Manteniendo mi mano en un lugar ella empujó hacia atrás, permitiendo que mi dedo se deslizara dentro de su ano. Moviéndose lentamente su esfínter se abrió y le permitió que mi dedo entero se deslizara dentro. Frotando su ano podía sentir mi polla deslizarse dentro y fuera de su vagina a través del delgado membrana que las separaba. Mientras frotaba el interior de su ano en tiempo a su moviendo mi polla dentro y fuera de su vagina alcanzamos una velocidad que comenzó a hacer que sus jugos se derramaran literalmente de ella. Más rápido y más rápido nos movimos hasta poder sentir que comenzaba a apretar sus músculos vaginales y eyacular en otro intenso orgasmo. Esto me llevó al límite y comencé a eyacular nuevamente disparando chorros de mi esperma profundo en su vagina mientras sincronizaba mis golpes de polla con mi dedo en su ano. Se desplomó encima de mí, saqué mi dedo de su ano y eventualmente mi polla se deslizó de su vagina, permitiendo que más de sus jugos mezclados con mi eyaculación drenaran fuera de ella por todo mí. Nosotros estábamos tan agotados, satisfechos y satisfechos que simplemente nos quedamos ahí en los brazos uno del otro. Mirando hacia atrás el reloj me di cuenta que era después de las 1 A. M. y habíamos perdido no solo la cena sino la película.

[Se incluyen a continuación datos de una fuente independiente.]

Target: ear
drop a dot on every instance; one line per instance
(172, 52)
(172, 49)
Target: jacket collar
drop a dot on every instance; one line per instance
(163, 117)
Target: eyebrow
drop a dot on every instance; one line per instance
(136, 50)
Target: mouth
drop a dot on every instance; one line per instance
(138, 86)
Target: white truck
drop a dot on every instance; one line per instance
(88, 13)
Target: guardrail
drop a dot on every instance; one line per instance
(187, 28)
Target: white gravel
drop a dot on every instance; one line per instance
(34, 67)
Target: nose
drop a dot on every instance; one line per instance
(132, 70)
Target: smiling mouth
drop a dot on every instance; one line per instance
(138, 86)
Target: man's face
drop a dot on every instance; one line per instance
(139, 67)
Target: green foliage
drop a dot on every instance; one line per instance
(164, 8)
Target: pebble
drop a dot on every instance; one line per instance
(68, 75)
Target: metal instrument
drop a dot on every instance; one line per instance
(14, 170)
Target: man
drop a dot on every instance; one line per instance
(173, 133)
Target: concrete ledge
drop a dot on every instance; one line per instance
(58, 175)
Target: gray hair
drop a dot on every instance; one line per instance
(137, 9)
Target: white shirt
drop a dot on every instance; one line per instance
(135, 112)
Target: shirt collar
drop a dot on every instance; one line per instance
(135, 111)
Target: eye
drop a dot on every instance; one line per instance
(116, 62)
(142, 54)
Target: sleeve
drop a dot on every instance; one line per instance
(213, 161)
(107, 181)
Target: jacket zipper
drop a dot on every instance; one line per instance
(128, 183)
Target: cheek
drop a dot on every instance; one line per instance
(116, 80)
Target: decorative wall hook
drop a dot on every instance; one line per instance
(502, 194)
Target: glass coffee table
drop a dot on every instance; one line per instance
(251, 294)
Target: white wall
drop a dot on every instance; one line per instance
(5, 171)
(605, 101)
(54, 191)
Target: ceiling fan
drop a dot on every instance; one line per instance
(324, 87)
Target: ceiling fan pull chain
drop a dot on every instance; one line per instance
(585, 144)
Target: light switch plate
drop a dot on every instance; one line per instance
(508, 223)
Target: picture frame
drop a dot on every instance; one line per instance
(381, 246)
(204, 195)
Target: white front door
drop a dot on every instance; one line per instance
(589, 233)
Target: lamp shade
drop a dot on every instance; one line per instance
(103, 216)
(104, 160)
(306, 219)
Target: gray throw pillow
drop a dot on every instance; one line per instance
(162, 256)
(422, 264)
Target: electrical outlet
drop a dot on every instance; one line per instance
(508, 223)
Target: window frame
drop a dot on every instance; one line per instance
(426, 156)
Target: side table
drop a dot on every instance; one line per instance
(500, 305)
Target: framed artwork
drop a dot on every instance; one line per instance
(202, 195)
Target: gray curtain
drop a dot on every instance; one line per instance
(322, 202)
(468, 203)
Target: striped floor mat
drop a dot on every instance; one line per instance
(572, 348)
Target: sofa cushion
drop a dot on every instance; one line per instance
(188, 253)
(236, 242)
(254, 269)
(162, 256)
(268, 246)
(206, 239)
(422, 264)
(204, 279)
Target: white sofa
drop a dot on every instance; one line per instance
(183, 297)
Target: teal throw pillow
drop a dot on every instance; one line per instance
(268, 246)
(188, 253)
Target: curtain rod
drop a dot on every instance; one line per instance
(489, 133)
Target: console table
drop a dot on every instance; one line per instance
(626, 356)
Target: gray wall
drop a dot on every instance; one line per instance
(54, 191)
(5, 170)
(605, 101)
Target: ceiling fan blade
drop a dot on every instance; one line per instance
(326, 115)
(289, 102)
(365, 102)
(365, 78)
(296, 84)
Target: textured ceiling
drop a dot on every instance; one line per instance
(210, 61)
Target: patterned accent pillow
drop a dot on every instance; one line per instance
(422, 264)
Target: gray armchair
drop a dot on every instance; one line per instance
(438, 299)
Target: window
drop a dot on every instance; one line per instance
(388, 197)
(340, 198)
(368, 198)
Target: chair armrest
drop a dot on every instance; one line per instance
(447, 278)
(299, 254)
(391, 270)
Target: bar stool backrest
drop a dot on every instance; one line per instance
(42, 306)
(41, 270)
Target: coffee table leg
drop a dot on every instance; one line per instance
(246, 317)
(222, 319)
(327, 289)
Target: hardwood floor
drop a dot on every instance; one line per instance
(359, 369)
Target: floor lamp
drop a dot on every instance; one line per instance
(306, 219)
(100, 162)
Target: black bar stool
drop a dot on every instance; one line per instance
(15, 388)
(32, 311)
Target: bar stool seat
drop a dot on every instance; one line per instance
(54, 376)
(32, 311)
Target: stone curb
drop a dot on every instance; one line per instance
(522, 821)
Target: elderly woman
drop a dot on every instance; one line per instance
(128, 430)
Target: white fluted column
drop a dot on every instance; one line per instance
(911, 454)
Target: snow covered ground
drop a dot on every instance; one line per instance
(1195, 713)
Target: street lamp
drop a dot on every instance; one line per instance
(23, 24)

Preguntándole si estaba hambrienta, respondió que sí, pero no para comida, indicando que podría con otro sandwich de semen si yo estaba dispuesto. No creía que pudiera llegar al trabajo el próximo día y sugerí una reprogramación hasta la noche siguiente. Ella reconoció el valor de dormir un poco y acordó que continuaríamos el siguiente día después del trabajo. Al vestirse, la coloqué en la cama, la besé profundamente otra vez y me fui de su habitación. Al conducirme a casa, podía olerla en mí, ese dulce aroma de gran sexo. Me preguntaba cómo podría mantener ese aroma todo el día, pero sabía que necesitaría ducharme antes de volver al trabajo. Continuamos viéndonos durante el tiempo que ella estuvo en la ciudad y tuvimos muchas más aventuras, pero estas son para otras historias.